The redesign of the Granville Street Bridge is veering in a new direction after Vancouver residents made it clear to city hall what they want for the crossing’s future.

On Monday, the City of Vancouver unveiled results of a public consultation process conducted in September that garnered almost 8,000 responses after residents were presented with six options for how to reallocate two of the Granville Bridge’s traffic lanes to create pathways for travelling by foot, bike and wheelchair. It turned out the option senior city staff had publicly endorsed, an elevated pedestrian/bicycle path in the bridge’s middle two lanes, was not a hit with the public.

City staff believed the centre-lane design was “the right technical answer,” said Paul Storer, Vancouver’s manager of transportation design, but the public favoured creating biking/walking/rolling routes on the bridge’s west side.

“We heard really clearly from people that the centre wasn’t the one people wanted,” Storer said. “We often hear concerns that people aren’t being listened to, and in all of our projects, we absolutely do listen. That doesn’t mean that we can do everything that everyone wants, but this is a great example of how that public feedback really influences a project.”

Respondents preferred the west-side pathway option because of the views and experience that being at one side of the bridge offered, Storer said. But it also has the bonus of being less expensive than the centre-lane option.

Successive councils have set targets for reducing the Vancouver’s carbon footprint, and a crucial part of that effort will be increasing the number of people walking, rolling and biking on the three bridges crossing False Creek, Storer said. After changes over the past decade to the Burrard and Cambie bridges, Granville remained as the final False Creek bridge needing changes.

The bridge, which opened in 1954, is particularly challenging to make more friendly to bikes and pedestrians, Storer said, in part because it was designed to be in a freeway network that was never built. The city abandoned, in the 1960s, its plans to build a downtown freeway.

The eight-lane bridge has “a lot of excess capacity,” Storer said, so the reduction of car lanes should not reduce traffic flows.

The cost estimate for the recommended design is between $30 million and $40 million.

Only a minority, about 10 per cent, of participants during the consultation process expressed the opinion that the city should do nothing and not change the bridge, Storer said, “and if we want to meet our targets, we don’t think that doing nothing is an option.”

Without specifically commenting on whether the Granville proposal provides good value for money, transportation expert Alex Boston said, generally, it’s good public policy to invest in infrastructure that makes it easier for people to get around without increasing the number of cars on the road.

Boston, executive director of Simon Fraser University’s Renewable Cities program, pointed to the Burrard and Cambie bridge changes, which helped increase bike and pedestrian trips, without worsening congestion.

“The net result is we’re moving more people across that bridge, and it’s difficult for people to understand that through a very strategic ‘road-dieting’ approach, we can actually accommodate the same number of vehicles,” Boston said.

The term “road-dieting” is used in the transportation planning field to describe reducing lanes dedicated to car travel.

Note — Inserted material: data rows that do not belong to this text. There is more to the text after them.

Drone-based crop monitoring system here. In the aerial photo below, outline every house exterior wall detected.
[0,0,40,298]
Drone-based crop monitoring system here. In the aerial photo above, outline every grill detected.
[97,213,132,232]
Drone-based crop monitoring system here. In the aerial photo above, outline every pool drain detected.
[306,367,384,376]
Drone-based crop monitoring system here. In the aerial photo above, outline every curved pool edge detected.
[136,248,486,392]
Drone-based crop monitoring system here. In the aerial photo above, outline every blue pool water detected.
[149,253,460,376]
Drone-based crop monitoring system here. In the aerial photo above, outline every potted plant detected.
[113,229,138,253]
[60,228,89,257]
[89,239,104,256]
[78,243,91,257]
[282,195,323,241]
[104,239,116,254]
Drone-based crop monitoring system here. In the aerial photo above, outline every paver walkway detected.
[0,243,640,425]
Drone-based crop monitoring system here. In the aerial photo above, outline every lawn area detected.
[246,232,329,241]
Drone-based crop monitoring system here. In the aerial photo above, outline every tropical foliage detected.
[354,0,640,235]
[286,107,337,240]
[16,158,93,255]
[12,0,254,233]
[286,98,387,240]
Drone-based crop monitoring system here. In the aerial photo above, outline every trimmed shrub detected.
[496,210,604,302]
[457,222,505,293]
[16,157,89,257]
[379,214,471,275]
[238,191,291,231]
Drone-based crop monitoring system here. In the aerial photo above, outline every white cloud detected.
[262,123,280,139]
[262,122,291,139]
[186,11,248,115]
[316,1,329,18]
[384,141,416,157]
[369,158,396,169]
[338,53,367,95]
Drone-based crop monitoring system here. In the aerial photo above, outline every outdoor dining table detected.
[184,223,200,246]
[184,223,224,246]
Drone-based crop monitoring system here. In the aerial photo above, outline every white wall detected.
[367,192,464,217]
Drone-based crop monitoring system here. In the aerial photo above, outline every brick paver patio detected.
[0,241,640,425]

The U.S. Department of Transportation encourages local governments to look at “road diets,” and has reported that this approach can lead to safer streets and better quality of life without increasing congestion.

Vancouver Mayor Kennedy Stewart said the Granville Street Bridge is a sort of “a welcome to the city, so it should be pretty grand.”

“Have you ever walked across that bridge? It’s terrible, and it’s scary. So I think we have to do something,” Stewart said. “It’s a forever investment, so I’d be in favour of investing a bit more now and getting it right than going back and fixing it all the time.”

City staff will now conduct the final phase of public consultation on the recommended design, with open houses on Jan. 24, 25, and 28, and an online survey at www.vancouver.ca/granvilleconnector until Feb. 10.

If council approves the project, construction could begin in 2021, and be completed by 2022.